The results indicate that the calibration methods can be used to remove the intensity modulations of the beam, making it possible to see the outlines of bony anatomy that could be used for patient position verification. This was shown for both posterior and lateral delivered fields.
Very little difference between the two calibration methods was observed, so the simpler division method, requiring only the single extra calibration measurement and much simpler computation, was the favored method. This new method could provide a complementary tool to existing position verification methods, and it has the advantage that it is completely passive, requiring no further dose to the patient and using only the treatment fields.
调强放射治疗所产生的三维剂量分布具有精确的形状,这意味着患者体位和摆位的验证对治疗结果至关重要。在本文中,我们研究并比较了两种不同的图像校准程序的使用情况,这两种程序可从调强治疗射束的测量电子射野图像中提取患者的解剖结构。

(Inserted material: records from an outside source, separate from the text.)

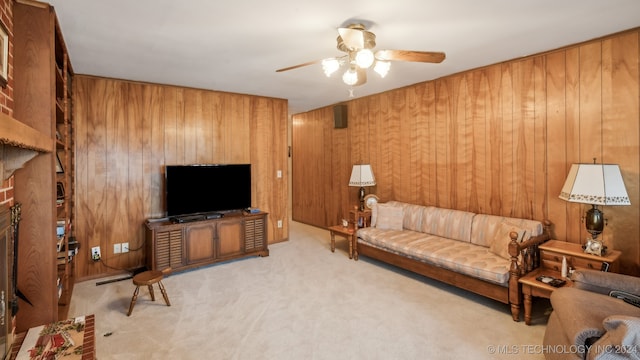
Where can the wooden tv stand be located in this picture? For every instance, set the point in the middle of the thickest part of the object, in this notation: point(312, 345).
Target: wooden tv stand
point(182, 246)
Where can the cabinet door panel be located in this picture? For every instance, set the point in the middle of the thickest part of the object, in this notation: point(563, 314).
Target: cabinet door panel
point(230, 238)
point(200, 243)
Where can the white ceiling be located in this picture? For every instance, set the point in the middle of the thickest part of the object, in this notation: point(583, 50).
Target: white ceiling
point(236, 46)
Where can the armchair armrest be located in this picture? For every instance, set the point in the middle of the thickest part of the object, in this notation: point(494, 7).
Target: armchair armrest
point(604, 282)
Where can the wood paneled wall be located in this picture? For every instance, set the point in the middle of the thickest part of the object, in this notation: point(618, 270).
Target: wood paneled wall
point(497, 140)
point(125, 132)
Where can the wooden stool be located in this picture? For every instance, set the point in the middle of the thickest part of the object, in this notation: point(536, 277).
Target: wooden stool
point(148, 278)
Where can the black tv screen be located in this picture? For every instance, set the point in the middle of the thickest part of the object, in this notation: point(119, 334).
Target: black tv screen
point(194, 189)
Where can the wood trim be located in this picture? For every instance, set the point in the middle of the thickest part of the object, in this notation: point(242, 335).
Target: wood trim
point(21, 135)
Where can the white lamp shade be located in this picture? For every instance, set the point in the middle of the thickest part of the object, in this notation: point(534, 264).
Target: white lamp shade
point(596, 184)
point(362, 175)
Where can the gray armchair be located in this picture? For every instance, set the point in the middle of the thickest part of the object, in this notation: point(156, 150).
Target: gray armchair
point(587, 323)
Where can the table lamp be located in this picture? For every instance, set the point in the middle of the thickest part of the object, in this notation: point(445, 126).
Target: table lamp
point(595, 184)
point(362, 175)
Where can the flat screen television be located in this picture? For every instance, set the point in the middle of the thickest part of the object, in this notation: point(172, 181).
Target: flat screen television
point(197, 189)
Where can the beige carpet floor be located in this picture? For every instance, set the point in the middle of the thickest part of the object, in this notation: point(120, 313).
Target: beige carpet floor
point(305, 302)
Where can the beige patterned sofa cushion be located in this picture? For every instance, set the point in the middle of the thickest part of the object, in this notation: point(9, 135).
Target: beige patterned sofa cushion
point(485, 227)
point(389, 217)
point(458, 256)
point(447, 223)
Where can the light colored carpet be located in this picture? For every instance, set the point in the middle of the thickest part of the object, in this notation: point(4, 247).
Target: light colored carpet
point(305, 302)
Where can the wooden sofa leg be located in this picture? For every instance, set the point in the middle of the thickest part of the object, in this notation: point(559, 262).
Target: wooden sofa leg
point(515, 312)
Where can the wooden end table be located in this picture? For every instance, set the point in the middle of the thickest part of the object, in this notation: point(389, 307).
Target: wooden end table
point(346, 232)
point(551, 253)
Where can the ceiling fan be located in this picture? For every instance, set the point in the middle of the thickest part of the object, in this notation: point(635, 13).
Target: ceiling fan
point(358, 43)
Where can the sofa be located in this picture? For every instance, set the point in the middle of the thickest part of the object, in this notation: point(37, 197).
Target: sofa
point(484, 254)
point(587, 323)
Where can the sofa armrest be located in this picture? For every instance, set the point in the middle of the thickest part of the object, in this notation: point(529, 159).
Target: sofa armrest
point(620, 334)
point(604, 282)
point(582, 313)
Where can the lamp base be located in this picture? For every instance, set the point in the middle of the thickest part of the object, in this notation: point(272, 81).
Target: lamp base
point(594, 247)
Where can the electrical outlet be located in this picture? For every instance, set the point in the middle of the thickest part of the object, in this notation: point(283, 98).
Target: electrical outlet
point(95, 253)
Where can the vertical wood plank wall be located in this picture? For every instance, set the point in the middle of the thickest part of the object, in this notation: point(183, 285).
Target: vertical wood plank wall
point(127, 131)
point(497, 140)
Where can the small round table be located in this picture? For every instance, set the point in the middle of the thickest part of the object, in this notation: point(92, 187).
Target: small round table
point(148, 278)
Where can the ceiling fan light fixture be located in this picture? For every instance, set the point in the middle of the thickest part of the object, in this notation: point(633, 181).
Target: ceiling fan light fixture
point(365, 58)
point(329, 66)
point(382, 68)
point(350, 77)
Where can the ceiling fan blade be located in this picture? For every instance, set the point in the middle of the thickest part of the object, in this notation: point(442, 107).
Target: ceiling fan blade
point(299, 65)
point(407, 55)
point(352, 38)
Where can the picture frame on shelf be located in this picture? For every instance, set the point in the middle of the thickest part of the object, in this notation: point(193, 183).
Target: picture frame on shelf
point(4, 55)
point(59, 168)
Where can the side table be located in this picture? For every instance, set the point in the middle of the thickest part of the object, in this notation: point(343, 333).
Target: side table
point(347, 232)
point(551, 253)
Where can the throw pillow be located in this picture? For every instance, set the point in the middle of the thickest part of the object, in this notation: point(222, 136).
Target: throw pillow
point(501, 239)
point(389, 217)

获取使用动态多叶准直器技术输送的调强治疗射束的电子射野图像。这些图像是通过在射束输送过程中测量一系列帧或段而形成的。然后将这些帧相加,以生成输送射束的积分射野图像。为了去除射束的强度调制,研究了两种不同的积分图像校准方法。第一种方法是将积分图像逐点简单地除以输送到均匀聚甲基丙烯酸甲酯(PMMA)体模的调强射束的单个校准图像。第二种校准方法称为二次校准法,需要一系列输送到不同厚度均匀PMMA块的调强射束的校准图像。使用两种不同的探测器系统进行测量:瓦里安非晶硅平板成像器和基于Theraview相机的系统。在获取皇家马斯登医院癌症患者前列腺和盆腔淋巴结的调强放射治疗图像之前,首先使用对比体模对这些方法进行测试。
结果表明,校准方法可用于去除射束的强度调制,从而能够看到可用于患者体位验证的骨骼解剖轮廓。这在后方和侧方输送野中均得到了证明。
观察到两种校准方法之间差异很小,因此更简单的除法方法(仅需要单次额外的校准测量且计算简单得多)是首选方法。这种新方法可以为现有的体位验证方法提供一种补充工具,其优点是完全被动,无需对患者进一步施加剂量,仅使用治疗野。